Ash confusion highlights importance of research

Features EditorThe Engineer

We can only see a small slice of the sky from The Engineer’s offices, but nonetheless it’s usually criss-crossed with contrails. Not for the past week, though. At 11am, we’ve just seen the very first distant white streak across our little patch of blue since UK airspace was closed owing to the ash plume from the Eyjafjallajokull volcano.

The surprise reopening of the airspace last night was down to a number of factors, it seems; the brinksmanship of BA chairman Willie Walsh in allowing a number of London-bound flights to take off while airports were still closed has received some press coverage this morning. But the overriding factor was the test-flights and analysis of results by airlines and the Met Office, which appear to have established safe corridors through which airliners can fly under guidance of air traffic control.

But some things haven’t changed. It’s still not possible for airliners to detect ash with their radars, which are designed to detect moist clouds, not dry particulates. It’s still certain that if a jet engine flies through volcanic ash, the minerals will melt inside the engine, coating the turbines with glassy material, which can choke them off. And there’s still a lot of guesswork associated with the safe levels of ash. Nobody knew what a safe level of ash was before Eyjafjallajokull started to erupt, and it’s unlikely that knowledge has advanced that much in the intervening days. The reason for that is fairly simple. Nobody had done the research.

It seems that extensive studies on the effect of volcanic ash on jet engines have been put off for years, because aircraft-affecting volcanic eruptions are rare events and other research was given higher priorities. But rare events can have catastrophic effects, as we’ve seen over the past few days. It’s almost certain that research will now start. The activity of Iceland’s volcanoes, we’re told, is periodic; they become active every 50-80 years. That means that the last time they were spewing ash, there were no jet airliners.
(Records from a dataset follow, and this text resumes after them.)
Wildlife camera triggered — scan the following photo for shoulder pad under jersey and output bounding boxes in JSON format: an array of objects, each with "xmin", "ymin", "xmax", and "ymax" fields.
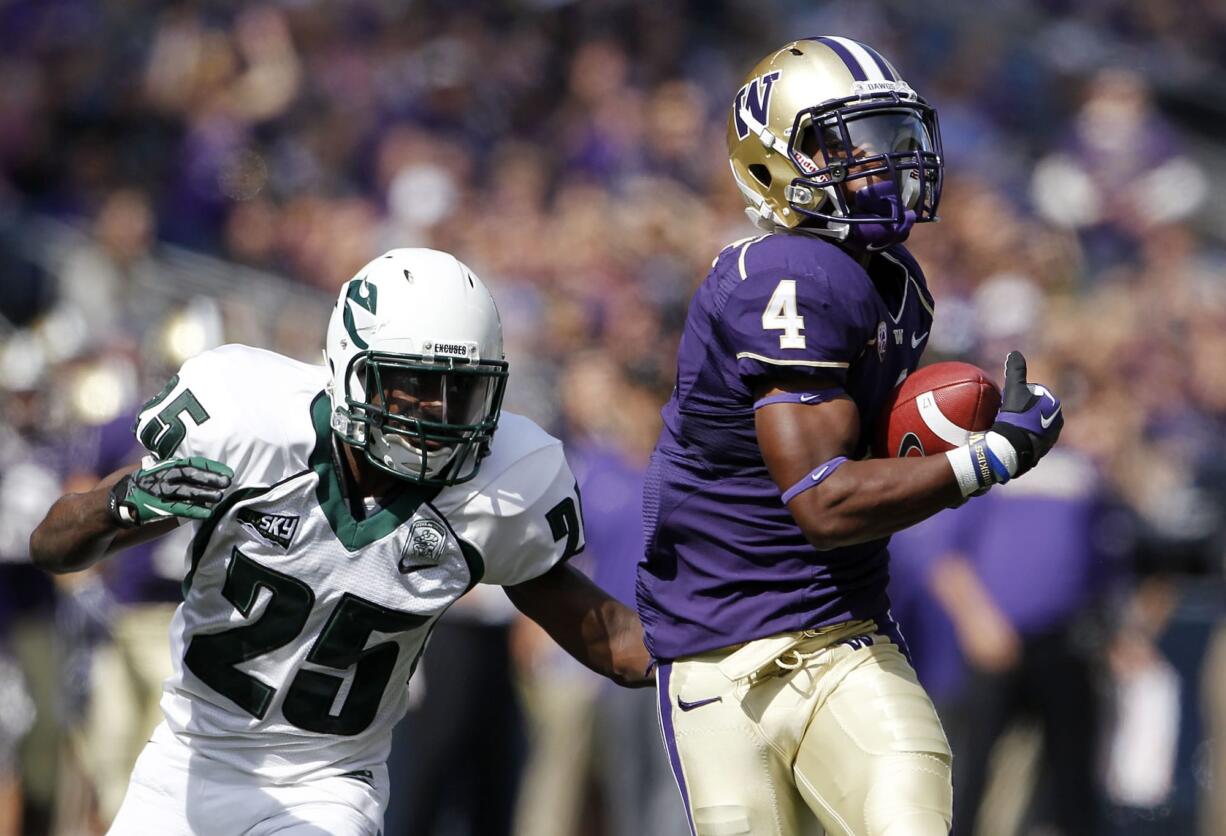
[
  {"xmin": 435, "ymin": 412, "xmax": 584, "ymax": 586},
  {"xmin": 135, "ymin": 344, "xmax": 327, "ymax": 484}
]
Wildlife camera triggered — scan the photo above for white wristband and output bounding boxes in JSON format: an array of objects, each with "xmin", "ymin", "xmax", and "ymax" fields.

Now, the area potentially affected by ash is swarming with aircraft, each one carrying hundreds of people, and there isn’t the airspace to divert all those flights away from the area affected by volcanic plumes. Think of the consequences of just one of those planes falling out of the sky. Anyone berating the decision by Air Traffic Control to close airspace as ‘over-cautious’ might do well to consider what might have happened if planes had been allowed to fly. If we want to keep flying above Europe and across the Atlantic — especially if Icelandic eruptions might be more frequent in coming decades — then we obviously have to know how we can do it safely, and when it’s not safe to fly at all.

This isn’t the first rare but devastating natural phenomenon we’ve seen this year; the Haiti earthquake saw massive destruction, partly because there was a dearth of information on how buildings in Port-au-Prince would react to vibration. That event caused catastrophic loss of life. We need to consider the funding of research into the effects of natural phenomena on technology and construction, no matter how rare these phenomena are. Human life is at stake, and we need a better understanding of the risks.